Harold Irving June (1895–1962) was a machinist, an aviator, a test pilot, and an explorer in Antarctica. He is best known for his 1928-1930 service in the first Antarctic expedition of Admiral Richard E. Byrd. Sitting in the co-pilot's seat with supplemental radio duties, he flew with Byrd, pilot Bernt Balchen, and photographer Ashley McKinley over the South Pole on November 29, 1929.

==Biography==
===Early life===
Born in Stamford, Connecticut on February 12, 1895, he studied in the one-room schools of the day. Leaving Stamford High School after one year, he apprenticed in a machine shop in 1908. After working as a repairman, salesman, and traveling repairman for his apprenticeship works, he signed in 1911, at age 16, to a berth as a steam engine engineer on a ferryboat that served Prudence Island in Narrangansett Bay. This, in turn, gave him the credentials to be hired in 1911-1912 as a full-fledged machinist at Herreshoff Boatyard in Bristol, Rhode Island.

This credential, in turn, gave the teenager connections to Newport, Rhode Island's Vanderbilt family and in 1912 young June became an engineer for the steam pleasure yachts of railroad magnate and yachtsman Harold S. Vanderbilt.

===World War I===
With the entry of the United States into World War I in 1917, both Vanderbilt and June joined the U.S. Navy, with June serving as a Chief Machinist's Mate and taking on duties of increasing responsibility throughout the Navy's Rhode Island infrastructure.

In October 1917, June was transferred with Vanderbilt to the Block Island, Rhode Island submarine chaser station and was placed in charge of repairs. June organized a force of 100 men and built complete machine shops, a pumping station, and a system of docks. June also oversaw the raising of two ships sunk in Block Island harbor.

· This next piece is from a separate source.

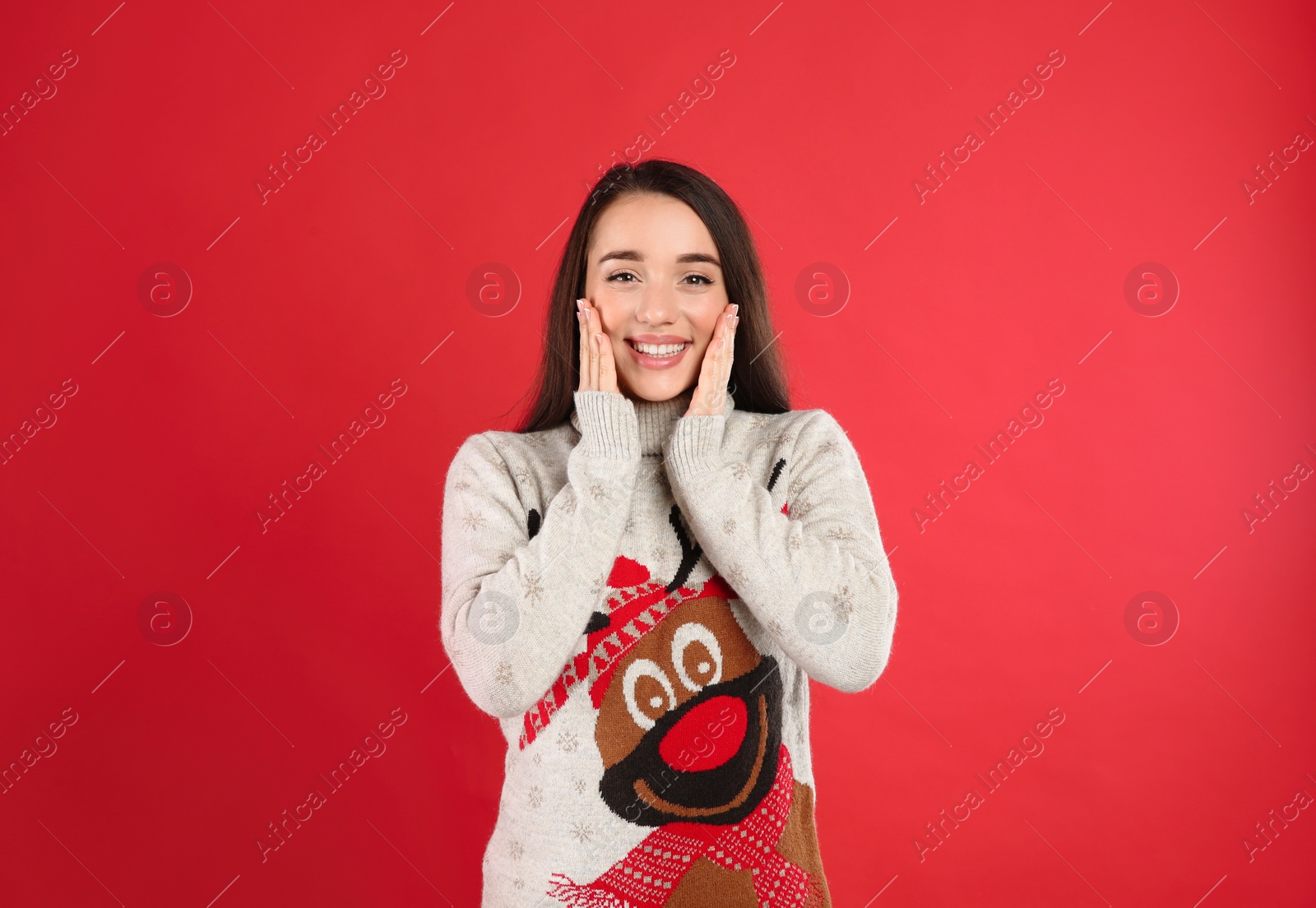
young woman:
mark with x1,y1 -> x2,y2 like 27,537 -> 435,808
441,160 -> 897,908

In May 1918 June transferred to the Herreshoff yard in Bristol, Rhode Island as senior inspector in charge of repairs and new work for vessels built for the U.S. Navy.

===Post war===
After the war's end, June left the Navy in 1919 and worked for Harold Vanderbilt as his chief engineer. He re-enlisted in the Navy in 1920 and served as an instructor of aviation mechanics. In 1922 he transferred to the Naval Air Station Pensacola and took a 12-week course which qualified him as an aircraft radio operator. In 1923 he volunteered for pilot training and graduated first in his class of 38 out of 60 who had started the course.

After earning his pilot wings June received the rating of Chief Aviation Pilot when the rate was established in 1924. (Prior to 1947, Navy enlisted men were eligible for training as pilots. The Navy's last enlisted pilot retired in 1981.) June developed quickly through the opportunities afforded by the technology of the time by piloting flying boats and scout planes launched from catapults.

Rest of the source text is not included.